On Thursday, joyride through Cuba and memory with Pulitzer-nominated playwright Maria Irene Fornes and filmmaker Michelle Memran. Together, the pair set out to explore Fornes’ life and celebrate its many synapses, despite her dementia, in The Rest I Make Up. Then stick around to see Jon Heder (Napoleon Dynamite) work passionately to save the fate of the bowling alley he manages in the sweetly sensitive feature When Jeff Tried to Save the World.

If you can only make one movie on Friday, rex on over to United Skates, a doc that looks at underground roller skating dance culture in the black community. The Hot Docs pic has a community partner in Southern Skates, the southern Dallas rink that was reopened by the city so it too could keep on rolling. If you can tackle a double feature stick around for Lez Bomb. It stars national treasure and Academy Award winner Cloris Leachman (along with Bruce Dern, Kevin Kane, Steve Guttenberg, Kevin Pollack, Elaine Hendrix, Deirdre O’Connell and others), in Jenna Laurenzo’s unconventional home for the holidays rom com.

Saturday’s programming is packed full, with three shorts blocks and four feature films. Tennessee royal Dolly Parton has raved in recent interviews about the day’s opening doc Hillbilly, which takes you into heart of the Appalachian artists, poets and musicians who often go overlooked or underestimated. (And if Dolly approves, who are you to say no, really?)

Make it a point to get into the 4:30 p.m. screening of Rich Kids. Based on a true story that happened in filmmaker Laura Somers’ neighborhood and set in Houston, a group of poor Latinx teens get tired of having nothing, so they break into a rich person’s mansion and try another life on for a day. “There’s something about it that’s stressful and suspenseful,” says Walford. “Because these kids are in someone else’s house and it’s not going to end well.”

Alaska is a Drag has been described as “Hedwig meets Rocky,” and it stars Marin L. Washington Jr. as an aspiring drag queen who brings a glammed-up vibe to the amateur boxing ring. And horror fans get a special treat for the fest’s closing night pick, The Ranger. Jenn Wexler’s new take on the ‘80s slasher genre infatuated audiences at SXSW and lit up horror blogs. In it, a group of punk rock teens grab a few beers, load up the boom box and head out to Blackwood Point National Forest. But their trip takes a turn when they’re found by a sadistic park ranger.

The solid programming in this year’s WTFF says a lot, both about the festival’s momentum and the larger scope of great films by women available this year. And while Walford intends to savor this moment of success, it’s also reminding her how much work is still to be done for women in film.
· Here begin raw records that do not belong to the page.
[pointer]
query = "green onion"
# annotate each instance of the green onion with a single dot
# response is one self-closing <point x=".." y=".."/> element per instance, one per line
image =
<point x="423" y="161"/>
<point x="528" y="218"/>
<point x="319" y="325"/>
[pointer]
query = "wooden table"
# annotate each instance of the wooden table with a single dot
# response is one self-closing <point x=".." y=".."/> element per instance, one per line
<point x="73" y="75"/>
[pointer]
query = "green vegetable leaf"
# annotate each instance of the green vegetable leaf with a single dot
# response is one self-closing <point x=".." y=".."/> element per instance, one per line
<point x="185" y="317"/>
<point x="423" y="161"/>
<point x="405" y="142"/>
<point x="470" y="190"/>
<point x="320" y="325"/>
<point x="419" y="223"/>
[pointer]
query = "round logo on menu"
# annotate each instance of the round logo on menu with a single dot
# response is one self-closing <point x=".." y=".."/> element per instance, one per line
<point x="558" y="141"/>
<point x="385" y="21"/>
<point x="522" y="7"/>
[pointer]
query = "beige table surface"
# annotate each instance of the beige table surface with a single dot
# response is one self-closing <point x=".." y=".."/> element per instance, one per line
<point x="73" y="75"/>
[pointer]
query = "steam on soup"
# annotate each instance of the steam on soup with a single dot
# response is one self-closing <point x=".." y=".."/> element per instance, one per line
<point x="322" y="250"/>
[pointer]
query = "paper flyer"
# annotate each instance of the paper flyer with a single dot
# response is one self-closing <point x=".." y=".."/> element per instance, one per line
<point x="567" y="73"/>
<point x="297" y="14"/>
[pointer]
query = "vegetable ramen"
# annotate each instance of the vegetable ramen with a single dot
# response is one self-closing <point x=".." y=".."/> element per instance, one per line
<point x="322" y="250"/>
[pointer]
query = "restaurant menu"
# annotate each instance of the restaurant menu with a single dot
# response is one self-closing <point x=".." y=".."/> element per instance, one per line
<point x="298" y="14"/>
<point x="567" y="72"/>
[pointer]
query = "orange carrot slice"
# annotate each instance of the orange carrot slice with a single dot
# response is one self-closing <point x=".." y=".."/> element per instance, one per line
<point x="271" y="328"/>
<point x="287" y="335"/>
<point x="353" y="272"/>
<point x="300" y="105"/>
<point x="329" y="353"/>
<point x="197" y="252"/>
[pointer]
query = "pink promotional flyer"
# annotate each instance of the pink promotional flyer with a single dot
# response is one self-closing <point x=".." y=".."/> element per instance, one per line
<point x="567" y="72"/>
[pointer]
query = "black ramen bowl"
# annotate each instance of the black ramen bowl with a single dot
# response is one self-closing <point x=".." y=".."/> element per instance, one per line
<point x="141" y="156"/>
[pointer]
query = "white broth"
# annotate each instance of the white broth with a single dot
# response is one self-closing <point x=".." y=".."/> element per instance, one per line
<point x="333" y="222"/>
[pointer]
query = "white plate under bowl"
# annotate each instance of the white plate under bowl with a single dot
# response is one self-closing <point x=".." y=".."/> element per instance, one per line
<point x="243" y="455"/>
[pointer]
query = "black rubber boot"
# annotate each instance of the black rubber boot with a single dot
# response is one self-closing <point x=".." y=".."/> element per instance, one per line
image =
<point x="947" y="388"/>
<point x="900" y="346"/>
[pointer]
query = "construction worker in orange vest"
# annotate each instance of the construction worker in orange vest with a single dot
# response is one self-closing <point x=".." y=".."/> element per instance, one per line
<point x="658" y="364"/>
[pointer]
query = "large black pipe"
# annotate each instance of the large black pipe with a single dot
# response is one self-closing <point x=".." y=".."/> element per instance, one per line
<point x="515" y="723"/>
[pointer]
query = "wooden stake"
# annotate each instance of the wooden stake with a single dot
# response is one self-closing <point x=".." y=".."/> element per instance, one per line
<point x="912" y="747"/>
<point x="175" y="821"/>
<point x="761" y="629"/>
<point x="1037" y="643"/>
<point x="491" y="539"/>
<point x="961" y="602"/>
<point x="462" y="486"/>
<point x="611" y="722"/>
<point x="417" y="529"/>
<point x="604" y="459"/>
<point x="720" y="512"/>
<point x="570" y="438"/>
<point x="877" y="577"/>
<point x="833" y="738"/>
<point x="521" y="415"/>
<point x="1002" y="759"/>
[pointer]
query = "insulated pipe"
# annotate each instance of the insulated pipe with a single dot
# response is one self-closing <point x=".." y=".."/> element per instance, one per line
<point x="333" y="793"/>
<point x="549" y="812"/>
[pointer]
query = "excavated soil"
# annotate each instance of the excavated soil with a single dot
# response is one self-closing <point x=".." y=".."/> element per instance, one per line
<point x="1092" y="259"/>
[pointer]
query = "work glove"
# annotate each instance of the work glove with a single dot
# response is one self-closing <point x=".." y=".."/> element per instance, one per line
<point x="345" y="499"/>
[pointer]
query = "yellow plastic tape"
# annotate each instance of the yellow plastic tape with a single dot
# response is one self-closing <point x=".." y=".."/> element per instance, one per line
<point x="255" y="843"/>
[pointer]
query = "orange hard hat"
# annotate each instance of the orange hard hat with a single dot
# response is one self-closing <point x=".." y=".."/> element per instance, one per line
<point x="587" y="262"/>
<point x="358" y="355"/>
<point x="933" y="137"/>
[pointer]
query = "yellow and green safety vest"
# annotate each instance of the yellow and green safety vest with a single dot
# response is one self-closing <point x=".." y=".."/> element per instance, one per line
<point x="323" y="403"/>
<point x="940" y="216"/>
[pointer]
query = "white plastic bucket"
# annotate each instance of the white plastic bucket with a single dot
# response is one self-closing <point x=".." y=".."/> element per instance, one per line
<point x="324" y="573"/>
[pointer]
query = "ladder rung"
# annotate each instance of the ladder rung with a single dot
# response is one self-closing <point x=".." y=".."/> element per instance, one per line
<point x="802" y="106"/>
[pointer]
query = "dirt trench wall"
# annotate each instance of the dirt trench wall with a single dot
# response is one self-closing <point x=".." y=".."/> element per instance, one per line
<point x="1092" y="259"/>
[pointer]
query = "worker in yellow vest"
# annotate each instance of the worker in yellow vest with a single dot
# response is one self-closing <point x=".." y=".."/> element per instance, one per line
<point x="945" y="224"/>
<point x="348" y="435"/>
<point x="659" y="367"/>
“We can’t get lazy with it,” she warns. “We see this with politics. If we get lazy with it we lose it all. We may not go back to where it was two years ago, we may go back to where it was 20 years ago, and that’s where we have to be extra diligent.”

Join Walford for Women Texas Film Festival at presenting sponsor Studio Movie Grill’s Spring Valley location (13933 N. Central Expressway), on August 15 to 19. Individual tickets are $11, student badges are $65 and VIP badges cost $75. Visit womentxff.org.